Is it possible to deal with high conflict people in a family law dispute using a collaborative team approach? Bill Eddy, an American lawyer, mediator and clinical social worker, thinks it is. He’s written an outstanding book called High Conflict People in legal disputes which draws upon his expertise in all his areas of training.

Eddy tells us it will help to identify what kind of high-conflict personality is involved,
so that team members understand that person’s particular fears and behaviours.  Then the
team can structure the particular collaborative process to take into consideration what is
driving that person’s behaviours beneath the surface issues.

Sometimes there is more than one high conflict personality in the room. Perhaps
both of the spouses have high conflict personalities. Perhaps one of the lawyers has been
drawn into alignment with his or her client’s high conflict personality. And what about a
high conflict personality not physically present? Perhaps there’s a third party (a
grandparent, a new partner) who is helping fuel a high degree of conflict.

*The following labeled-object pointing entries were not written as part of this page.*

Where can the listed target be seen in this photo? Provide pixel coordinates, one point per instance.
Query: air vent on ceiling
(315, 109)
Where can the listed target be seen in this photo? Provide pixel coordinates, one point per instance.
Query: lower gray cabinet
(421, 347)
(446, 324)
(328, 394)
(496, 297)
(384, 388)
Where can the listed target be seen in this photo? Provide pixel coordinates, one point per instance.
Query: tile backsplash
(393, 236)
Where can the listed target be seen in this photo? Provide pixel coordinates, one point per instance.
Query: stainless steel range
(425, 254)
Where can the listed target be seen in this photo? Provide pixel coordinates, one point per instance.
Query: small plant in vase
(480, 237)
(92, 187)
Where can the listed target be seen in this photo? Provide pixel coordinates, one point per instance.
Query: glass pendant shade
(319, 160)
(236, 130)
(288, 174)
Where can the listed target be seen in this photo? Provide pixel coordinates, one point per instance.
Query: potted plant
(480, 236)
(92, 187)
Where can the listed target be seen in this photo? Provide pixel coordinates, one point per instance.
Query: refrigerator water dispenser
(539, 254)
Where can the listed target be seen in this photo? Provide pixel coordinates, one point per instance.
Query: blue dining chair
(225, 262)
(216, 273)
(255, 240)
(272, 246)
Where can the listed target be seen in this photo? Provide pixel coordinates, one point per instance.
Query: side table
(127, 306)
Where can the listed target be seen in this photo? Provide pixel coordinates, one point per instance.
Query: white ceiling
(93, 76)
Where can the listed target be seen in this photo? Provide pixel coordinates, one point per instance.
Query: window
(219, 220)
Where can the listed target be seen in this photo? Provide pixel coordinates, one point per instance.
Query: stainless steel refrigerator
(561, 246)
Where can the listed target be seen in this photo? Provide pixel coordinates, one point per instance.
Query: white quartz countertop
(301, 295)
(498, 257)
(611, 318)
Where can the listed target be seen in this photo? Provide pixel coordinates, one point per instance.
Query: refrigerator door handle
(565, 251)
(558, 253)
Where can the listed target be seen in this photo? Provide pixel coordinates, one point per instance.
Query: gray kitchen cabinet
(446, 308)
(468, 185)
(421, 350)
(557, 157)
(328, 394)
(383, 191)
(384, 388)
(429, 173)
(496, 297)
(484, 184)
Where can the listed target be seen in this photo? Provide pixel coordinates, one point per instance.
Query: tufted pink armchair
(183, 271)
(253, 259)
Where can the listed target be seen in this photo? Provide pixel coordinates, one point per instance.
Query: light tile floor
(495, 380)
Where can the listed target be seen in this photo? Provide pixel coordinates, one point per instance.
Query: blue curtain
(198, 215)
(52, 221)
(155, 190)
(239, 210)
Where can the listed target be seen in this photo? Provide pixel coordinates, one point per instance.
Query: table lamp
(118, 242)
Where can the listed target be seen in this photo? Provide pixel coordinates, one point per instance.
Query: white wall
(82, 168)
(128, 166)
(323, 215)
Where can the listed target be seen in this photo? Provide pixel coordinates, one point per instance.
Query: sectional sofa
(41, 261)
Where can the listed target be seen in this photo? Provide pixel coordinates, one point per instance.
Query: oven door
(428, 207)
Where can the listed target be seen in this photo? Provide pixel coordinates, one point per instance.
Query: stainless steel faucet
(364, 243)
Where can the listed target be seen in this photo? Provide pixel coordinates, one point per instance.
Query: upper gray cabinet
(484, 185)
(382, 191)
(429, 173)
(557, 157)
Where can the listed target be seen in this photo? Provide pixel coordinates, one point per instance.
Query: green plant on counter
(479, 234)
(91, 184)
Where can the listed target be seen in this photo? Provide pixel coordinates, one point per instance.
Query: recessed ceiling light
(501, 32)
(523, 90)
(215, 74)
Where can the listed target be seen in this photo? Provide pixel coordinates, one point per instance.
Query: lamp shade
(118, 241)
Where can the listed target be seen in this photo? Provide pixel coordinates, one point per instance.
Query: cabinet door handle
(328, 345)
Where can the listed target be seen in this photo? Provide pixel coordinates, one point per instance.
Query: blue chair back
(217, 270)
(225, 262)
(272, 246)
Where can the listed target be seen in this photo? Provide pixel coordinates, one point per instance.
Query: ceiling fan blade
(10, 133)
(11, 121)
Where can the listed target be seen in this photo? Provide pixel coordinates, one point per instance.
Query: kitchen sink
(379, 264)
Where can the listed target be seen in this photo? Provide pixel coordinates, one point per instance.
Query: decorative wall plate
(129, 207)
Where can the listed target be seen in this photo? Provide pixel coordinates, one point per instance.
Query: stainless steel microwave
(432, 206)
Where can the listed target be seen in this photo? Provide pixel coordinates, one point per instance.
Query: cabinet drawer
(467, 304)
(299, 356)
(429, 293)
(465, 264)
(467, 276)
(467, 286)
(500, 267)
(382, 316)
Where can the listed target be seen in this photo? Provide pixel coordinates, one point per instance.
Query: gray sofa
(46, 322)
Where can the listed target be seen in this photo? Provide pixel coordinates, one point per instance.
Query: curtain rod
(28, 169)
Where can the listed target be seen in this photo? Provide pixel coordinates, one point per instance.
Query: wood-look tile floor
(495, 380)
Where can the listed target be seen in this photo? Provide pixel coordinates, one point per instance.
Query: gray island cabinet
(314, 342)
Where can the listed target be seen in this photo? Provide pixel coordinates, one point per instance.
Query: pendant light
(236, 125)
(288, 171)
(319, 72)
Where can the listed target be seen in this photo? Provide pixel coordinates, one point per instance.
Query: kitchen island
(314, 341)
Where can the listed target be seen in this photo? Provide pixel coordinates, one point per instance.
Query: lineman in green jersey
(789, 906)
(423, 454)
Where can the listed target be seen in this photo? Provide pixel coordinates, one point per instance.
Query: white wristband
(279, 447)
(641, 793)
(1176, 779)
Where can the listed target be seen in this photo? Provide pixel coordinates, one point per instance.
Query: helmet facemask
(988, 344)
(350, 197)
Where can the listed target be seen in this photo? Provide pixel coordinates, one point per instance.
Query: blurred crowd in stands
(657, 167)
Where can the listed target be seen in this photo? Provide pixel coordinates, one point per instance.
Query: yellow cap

That’s why it is so essential to engage a neutral family specialist as part of the
collaborative team. Of course the family specialist can assist with a parenting plan, but a
family specialist is much more than a parenting coach.

The family specialist has the expertise to help identify high conflict personalities.
The family specialist knows how to bond with a high conflict personality without losing
neutrality, and can suggest how the particular collaborative team process can be best
structured to meet the needs of all the persons involved. The family specialist can serve
as a case manager throughout the entire process. The family specialist understands how
the legal and emotional and financial issues are all intertwined, providing a holistic
perspective to the collaborative team.

Eddy tells us that a united approach is most effective in dealing with a high conflict
personality, because too often a high conflict personality will resist or avoid resolving the
dispute.

A high conflict personality who really doesn’t want resolution may even prefer a
collaborative approach, because he or she believes that the exclusion clause (the
commitment in the collaborative participation agreement that the lawyers won’t go to court)
can result in indefinite delay. For that reason, a collaborative team dealing with a high
conflict personality may require a participation agreement to include a mediation/arbitration
clause so that there is a “safe container” and consequences for continued high conflict
behaviours.

If you suspect there is a chance high conflict behaviour might derail a collaborative
process, raise the issue early with your collaboratively trained lawyer. Ensure that you are
working with a collaborative family specialist who understands this dynamic. Inquire about
the possibility of a mediation/arbitration clause in the participation agreement. A high
conflict personality will be challenging within the court system too and court’s adversarial
process may even escalate adversarial behaviour. A collaborative team approach can
identify, manage and structure high conflict personality disputes to provide appropriate
consequences and safeguards for everyone.